One day, Jon and I were talking about the new video that was put out by The Church of Jesus Christ of Latter-Day Saints, titled, He Is The Gift. We had both watched it, separately, and had both been touched by the Spirit. We had been discussing our situation of not having children during the holidays or even the thought of a baby. Jon said something to me that I will never forget. He told me that we do have a baby on Christmas. The gift of that baby was from Heavenly Father and that baby who was given to us is our Savior, Jesus Christ. We have all been given that same gift. He reminded me that we are given this baby every single year on Christmas. It may not be the baby we had hoped for, but it is still a baby. It may not be one that we can hold and snuggle and care for, but we can still strive to make ourselves worthy of His love and blessings.
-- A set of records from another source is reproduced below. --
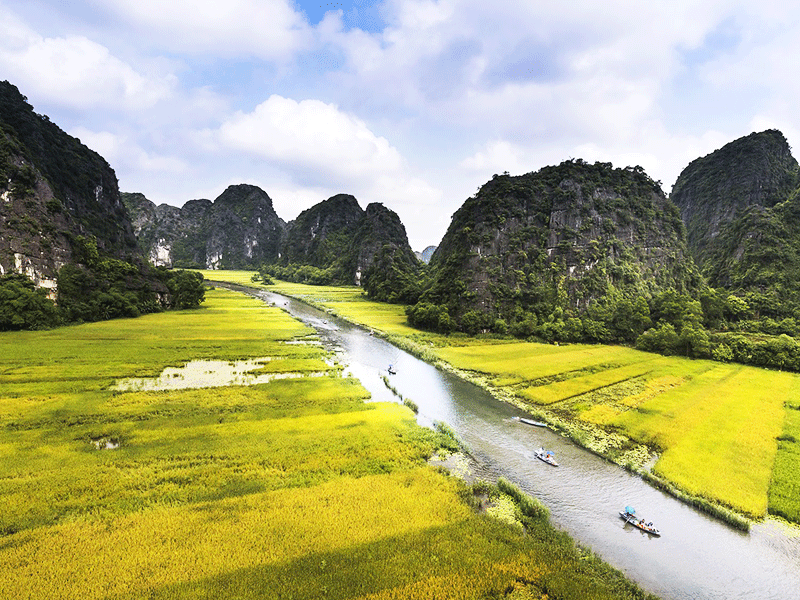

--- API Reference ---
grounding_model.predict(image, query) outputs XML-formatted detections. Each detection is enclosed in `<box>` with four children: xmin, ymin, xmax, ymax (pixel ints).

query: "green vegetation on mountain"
<box><xmin>671</xmin><ymin>129</ymin><xmax>799</xmax><ymax>263</ymax></box>
<box><xmin>0</xmin><ymin>81</ymin><xmax>205</xmax><ymax>329</ymax></box>
<box><xmin>672</xmin><ymin>131</ymin><xmax>800</xmax><ymax>316</ymax></box>
<box><xmin>409</xmin><ymin>161</ymin><xmax>702</xmax><ymax>342</ymax></box>
<box><xmin>256</xmin><ymin>197</ymin><xmax>422</xmax><ymax>295</ymax></box>
<box><xmin>0</xmin><ymin>81</ymin><xmax>139</xmax><ymax>258</ymax></box>
<box><xmin>121</xmin><ymin>186</ymin><xmax>286</xmax><ymax>270</ymax></box>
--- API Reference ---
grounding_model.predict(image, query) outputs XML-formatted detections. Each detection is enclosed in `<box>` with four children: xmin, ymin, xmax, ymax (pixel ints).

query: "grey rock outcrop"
<box><xmin>671</xmin><ymin>129</ymin><xmax>799</xmax><ymax>262</ymax></box>
<box><xmin>0</xmin><ymin>81</ymin><xmax>141</xmax><ymax>293</ymax></box>
<box><xmin>122</xmin><ymin>185</ymin><xmax>285</xmax><ymax>269</ymax></box>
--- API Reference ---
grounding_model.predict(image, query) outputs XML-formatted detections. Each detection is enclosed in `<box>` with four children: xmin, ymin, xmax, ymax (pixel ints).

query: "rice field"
<box><xmin>769</xmin><ymin>393</ymin><xmax>800</xmax><ymax>523</ymax></box>
<box><xmin>197</xmin><ymin>270</ymin><xmax>417</xmax><ymax>335</ymax></box>
<box><xmin>0</xmin><ymin>286</ymin><xmax>653</xmax><ymax>600</ymax></box>
<box><xmin>195</xmin><ymin>271</ymin><xmax>800</xmax><ymax>523</ymax></box>
<box><xmin>436</xmin><ymin>340</ymin><xmax>795</xmax><ymax>519</ymax></box>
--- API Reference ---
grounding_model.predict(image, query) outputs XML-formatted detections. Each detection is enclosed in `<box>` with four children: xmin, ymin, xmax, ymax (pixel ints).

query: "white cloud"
<box><xmin>90</xmin><ymin>0</ymin><xmax>312</xmax><ymax>59</ymax></box>
<box><xmin>216</xmin><ymin>95</ymin><xmax>404</xmax><ymax>185</ymax></box>
<box><xmin>0</xmin><ymin>6</ymin><xmax>174</xmax><ymax>110</ymax></box>
<box><xmin>69</xmin><ymin>126</ymin><xmax>189</xmax><ymax>175</ymax></box>
<box><xmin>460</xmin><ymin>140</ymin><xmax>534</xmax><ymax>175</ymax></box>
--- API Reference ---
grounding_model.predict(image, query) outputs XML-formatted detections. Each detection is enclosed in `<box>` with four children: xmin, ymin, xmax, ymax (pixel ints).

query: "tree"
<box><xmin>679</xmin><ymin>323</ymin><xmax>711</xmax><ymax>358</ymax></box>
<box><xmin>0</xmin><ymin>274</ymin><xmax>60</xmax><ymax>330</ymax></box>
<box><xmin>167</xmin><ymin>270</ymin><xmax>206</xmax><ymax>309</ymax></box>
<box><xmin>636</xmin><ymin>323</ymin><xmax>680</xmax><ymax>355</ymax></box>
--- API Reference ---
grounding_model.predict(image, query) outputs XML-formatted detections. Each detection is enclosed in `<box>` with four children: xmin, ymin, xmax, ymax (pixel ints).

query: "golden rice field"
<box><xmin>209</xmin><ymin>272</ymin><xmax>800</xmax><ymax>524</ymax></box>
<box><xmin>436</xmin><ymin>341</ymin><xmax>798</xmax><ymax>520</ymax></box>
<box><xmin>0</xmin><ymin>286</ymin><xmax>653</xmax><ymax>600</ymax></box>
<box><xmin>197</xmin><ymin>270</ymin><xmax>417</xmax><ymax>335</ymax></box>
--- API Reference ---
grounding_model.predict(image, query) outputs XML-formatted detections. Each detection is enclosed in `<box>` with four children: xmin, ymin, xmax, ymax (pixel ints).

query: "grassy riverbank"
<box><xmin>199</xmin><ymin>271</ymin><xmax>800</xmax><ymax>527</ymax></box>
<box><xmin>1</xmin><ymin>286</ymin><xmax>655</xmax><ymax>599</ymax></box>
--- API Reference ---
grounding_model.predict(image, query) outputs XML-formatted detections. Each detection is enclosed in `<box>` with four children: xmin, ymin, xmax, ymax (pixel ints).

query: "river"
<box><xmin>240</xmin><ymin>285</ymin><xmax>800</xmax><ymax>600</ymax></box>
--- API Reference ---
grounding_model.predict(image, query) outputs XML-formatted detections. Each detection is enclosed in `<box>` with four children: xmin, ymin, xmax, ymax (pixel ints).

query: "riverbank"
<box><xmin>0</xmin><ymin>286</ymin><xmax>658</xmax><ymax>600</ymax></box>
<box><xmin>198</xmin><ymin>272</ymin><xmax>799</xmax><ymax>531</ymax></box>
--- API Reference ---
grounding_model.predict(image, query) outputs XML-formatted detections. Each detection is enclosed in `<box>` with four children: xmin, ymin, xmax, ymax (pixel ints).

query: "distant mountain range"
<box><xmin>4</xmin><ymin>77</ymin><xmax>800</xmax><ymax>335</ymax></box>
<box><xmin>123</xmin><ymin>189</ymin><xmax>418</xmax><ymax>288</ymax></box>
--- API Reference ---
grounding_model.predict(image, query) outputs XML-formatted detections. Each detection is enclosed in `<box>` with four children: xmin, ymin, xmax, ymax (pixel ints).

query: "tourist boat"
<box><xmin>619</xmin><ymin>506</ymin><xmax>661</xmax><ymax>536</ymax></box>
<box><xmin>534</xmin><ymin>447</ymin><xmax>558</xmax><ymax>466</ymax></box>
<box><xmin>517</xmin><ymin>416</ymin><xmax>547</xmax><ymax>428</ymax></box>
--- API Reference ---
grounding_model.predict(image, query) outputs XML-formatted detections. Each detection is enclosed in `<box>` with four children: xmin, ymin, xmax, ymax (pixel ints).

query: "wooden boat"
<box><xmin>534</xmin><ymin>447</ymin><xmax>558</xmax><ymax>466</ymax></box>
<box><xmin>619</xmin><ymin>507</ymin><xmax>661</xmax><ymax>536</ymax></box>
<box><xmin>518</xmin><ymin>417</ymin><xmax>547</xmax><ymax>428</ymax></box>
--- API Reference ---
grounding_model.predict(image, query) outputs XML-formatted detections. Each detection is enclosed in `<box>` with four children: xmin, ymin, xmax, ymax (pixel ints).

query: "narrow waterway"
<box><xmin>240</xmin><ymin>286</ymin><xmax>800</xmax><ymax>600</ymax></box>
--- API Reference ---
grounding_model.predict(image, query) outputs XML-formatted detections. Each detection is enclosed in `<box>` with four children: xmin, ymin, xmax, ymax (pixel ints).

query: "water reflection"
<box><xmin>234</xmin><ymin>286</ymin><xmax>800</xmax><ymax>600</ymax></box>
<box><xmin>112</xmin><ymin>357</ymin><xmax>327</xmax><ymax>391</ymax></box>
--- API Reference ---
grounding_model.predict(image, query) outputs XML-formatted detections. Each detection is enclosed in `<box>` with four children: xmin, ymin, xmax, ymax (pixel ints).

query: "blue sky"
<box><xmin>2</xmin><ymin>0</ymin><xmax>800</xmax><ymax>250</ymax></box>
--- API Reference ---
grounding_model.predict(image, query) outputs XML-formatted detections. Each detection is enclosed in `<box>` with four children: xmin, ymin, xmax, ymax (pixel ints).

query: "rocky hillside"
<box><xmin>669</xmin><ymin>130</ymin><xmax>800</xmax><ymax>313</ymax></box>
<box><xmin>671</xmin><ymin>129</ymin><xmax>799</xmax><ymax>262</ymax></box>
<box><xmin>423</xmin><ymin>160</ymin><xmax>700</xmax><ymax>323</ymax></box>
<box><xmin>350</xmin><ymin>202</ymin><xmax>421</xmax><ymax>295</ymax></box>
<box><xmin>280</xmin><ymin>194</ymin><xmax>364</xmax><ymax>268</ymax></box>
<box><xmin>277</xmin><ymin>195</ymin><xmax>420</xmax><ymax>289</ymax></box>
<box><xmin>0</xmin><ymin>81</ymin><xmax>140</xmax><ymax>292</ymax></box>
<box><xmin>122</xmin><ymin>185</ymin><xmax>285</xmax><ymax>269</ymax></box>
<box><xmin>125</xmin><ymin>188</ymin><xmax>420</xmax><ymax>289</ymax></box>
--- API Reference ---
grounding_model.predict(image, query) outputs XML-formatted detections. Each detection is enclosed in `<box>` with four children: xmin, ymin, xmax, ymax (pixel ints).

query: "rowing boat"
<box><xmin>619</xmin><ymin>506</ymin><xmax>661</xmax><ymax>536</ymax></box>
<box><xmin>534</xmin><ymin>447</ymin><xmax>558</xmax><ymax>466</ymax></box>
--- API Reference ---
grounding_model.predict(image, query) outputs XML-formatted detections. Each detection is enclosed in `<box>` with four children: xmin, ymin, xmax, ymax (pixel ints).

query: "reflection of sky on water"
<box><xmin>244</xmin><ymin>285</ymin><xmax>800</xmax><ymax>600</ymax></box>
<box><xmin>112</xmin><ymin>357</ymin><xmax>326</xmax><ymax>391</ymax></box>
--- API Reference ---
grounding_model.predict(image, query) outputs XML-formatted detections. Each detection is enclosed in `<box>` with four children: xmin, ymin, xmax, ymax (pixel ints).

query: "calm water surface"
<box><xmin>237</xmin><ymin>286</ymin><xmax>800</xmax><ymax>600</ymax></box>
After that discussion, I have looked at Christmas in a completely different light. Christmas isn't about wrapped gifts under the tree, Christmas lights, stockings, neighbor gifts, edible goodies, etc. Christmas is about the gift of Christ and His love, sacrifice, and example. We have been given the most incredible gift and I hope to never take it for granted. Heavenly Father loved us enough to send His only Son. I don't believe that there are any gifts that can top that. What a blessing for us to remember.
As Ebeneezer Scrooge said: "I will keep Christmas in my heart and throughout all the year."